Melting and entropy generation of infinite shear rate viscosity Carreau model over Riga plate with erratic thickness: a numerical Keller Box approach

Abstract

The current investigations are related to presenting the characteristics of flow at very high and low shear rates along with the melting process over the geometry of Riga plate. Carreau nanofluid is most appropriate mathematical viscosity model that can deal with low and high shear rates. Transportation of energy is discussed through melting conditions, thermal radiation and viscous dissipation. In this study, electromagnetic hydrodynamic aspect of nanofluid is discussed by using electromagnetic surface (Riga plate) and this system generates Lorentz force parallel to wall that keeps its effect on velocity of nanofluid.
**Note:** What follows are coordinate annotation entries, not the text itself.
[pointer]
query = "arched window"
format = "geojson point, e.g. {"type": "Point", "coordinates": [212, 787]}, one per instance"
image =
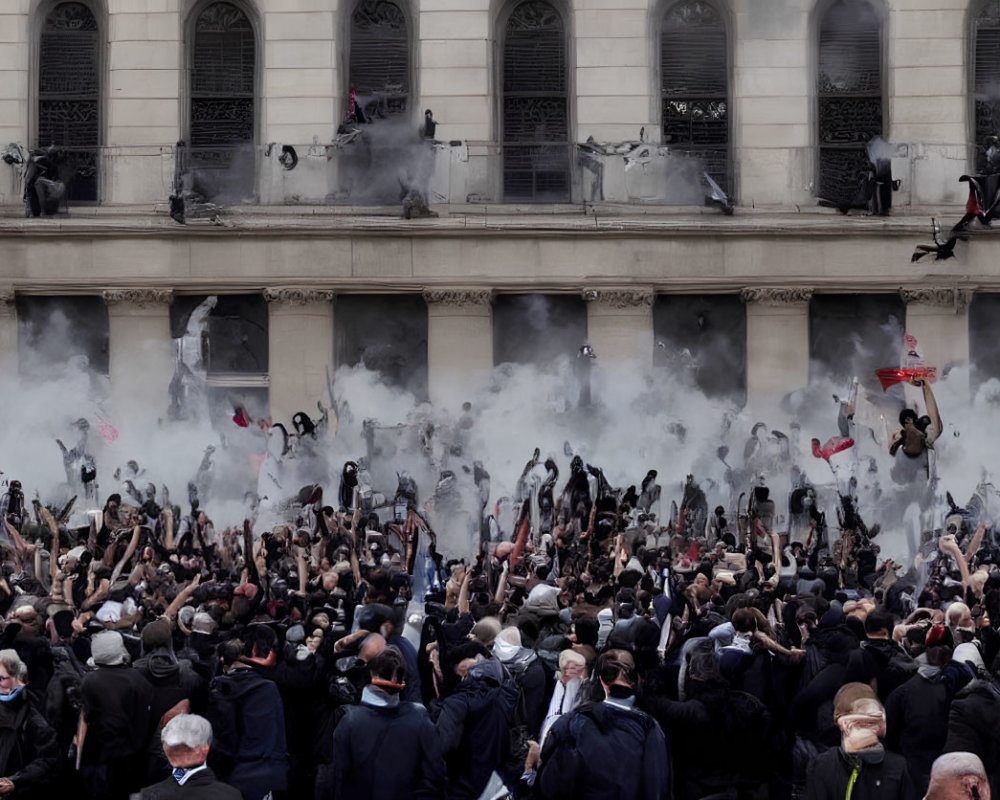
{"type": "Point", "coordinates": [535, 105]}
{"type": "Point", "coordinates": [380, 58]}
{"type": "Point", "coordinates": [849, 90]}
{"type": "Point", "coordinates": [694, 85]}
{"type": "Point", "coordinates": [986, 76]}
{"type": "Point", "coordinates": [69, 95]}
{"type": "Point", "coordinates": [223, 80]}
Partial differential equations (PDEs) are moved in ordinary differential equations and numerical approach named Keller Box and Shooting scheme are exercised to fetch the numerical solution of the system. An augmentation in Q leads to an enrichment in an external magnetic field. The velocity as well as momentum boundary layer booms by the virtue of an improvement in an external magnetic field. The viscosity of the nanofluid increases by the virtue of a magnification in β. Nanofluid becomes more radiated and absorbs more heat as a result of magnification in Nr, which escalates the heat transfer rate.